Finally, I had to stop.
Breathing hard, I turned and looked back over the path I’d taken. Billy and his friends were nowhere to be seen, and that was good, but I was further out than I’d ever been before, and that was not good.
Plus, I’d lost Max.
That was the really scary part.
Dad didn’t mind that I took Max with me on my treks into the Swamp. His philosophy of dog handling was to fully integrate the dog into the home. He said he got a more energetic and better performing dog as a result. He said other K9 handlers believed in keeping the dog completely segregated from their families. But there was no one and only way to handle a police dog. Whatever worked was the right answer, he said. He said that if you got three handlers together and asked them about the right way to raise and train a police K9 the only thing you could be sure of two of them agreeing on was that the third guy was wrong.

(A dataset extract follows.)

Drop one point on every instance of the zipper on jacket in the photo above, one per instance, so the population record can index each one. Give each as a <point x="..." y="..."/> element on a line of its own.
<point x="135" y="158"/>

There was one thing I could be sure of if I lost Max for good. My dad may not have kicked my ass for taking his gun out, but if I lost his dog, he surely would. Then he’d have to report it to the police department. Max was worth thousands of dollars, and represented three years of intensive training. My dad could lose his post as shift director for the HPD’s K9 Unit. And he’d lose the respect of the cops under his command. It’d be proof positive that his way of caring for and training a dog was wrong.
And that wasn’t even the worst of it. The worst of it was that I’d lose my best bud, my dog. I was already feeling like I was going to cry when I heard what sounded like a bark coming from somewhere ahead of me.
I listened, but didn’t call out. I couldn’t take that chance, not with Billy and his friends possibly close by.
I walked out of the copse of trees in which I stopped to rest and saw an old rundown house. It was completely abandoned, and had been for years. There was no glass in the windows, and the front door was missing. The roof had holes in it and sagged down at one corner like the brim of an old floppy hat. Yellow shoots of Johnson grass grew up all around it, making the house look like it had sunk down to its waist in the weeds. There was no yard to speak of, just patches of grass struggling to spread through bare earth.
The house was a surprise.
So too was the smell.
The stench of dead things hung in the air, heavy and cloying.
But the real shocker was the vast profusion of animal bones spread around the yard. I saw remnants of rabbits and birds and dogs and wild hogs and even the mangled carcass of a deer. Some of the skeletons appeared to have been stripped completely of the flesh and had bleached white in the sun. Others still had blackened bits of rotten meat clumped on them. The deer, mangled as it was, almost looked fresh, maybe a day or two old.
I wandered around the yard, studying the house. Flies buzzed around my face and I swatted them away. Small bones crunched beneath my feet. I wondered what this place was. I figured it was the home of whoever owned the cotton farm of which all this land was a part, which meant that it had to have been abandoned at least thirty years earlier. But it was the bones that really made me wonder. Was this some kind of animal dying place, like those famed elephant graveyards I was always reading about in my H. Rider Haggard novels, or was it the feeding ground for a predator, like a cougar or a pack of coyotes? The coyotes seemed like the best bet, and if it was a bunch of coyotes that would also explain the barking.
That was what I was thinking anyway, when I heard bones crunching behind me.
With a skipped heartbeat I wheeled around and saw a naked man crouching at the far corner of the yard, staring at me, not blinking, and not sane.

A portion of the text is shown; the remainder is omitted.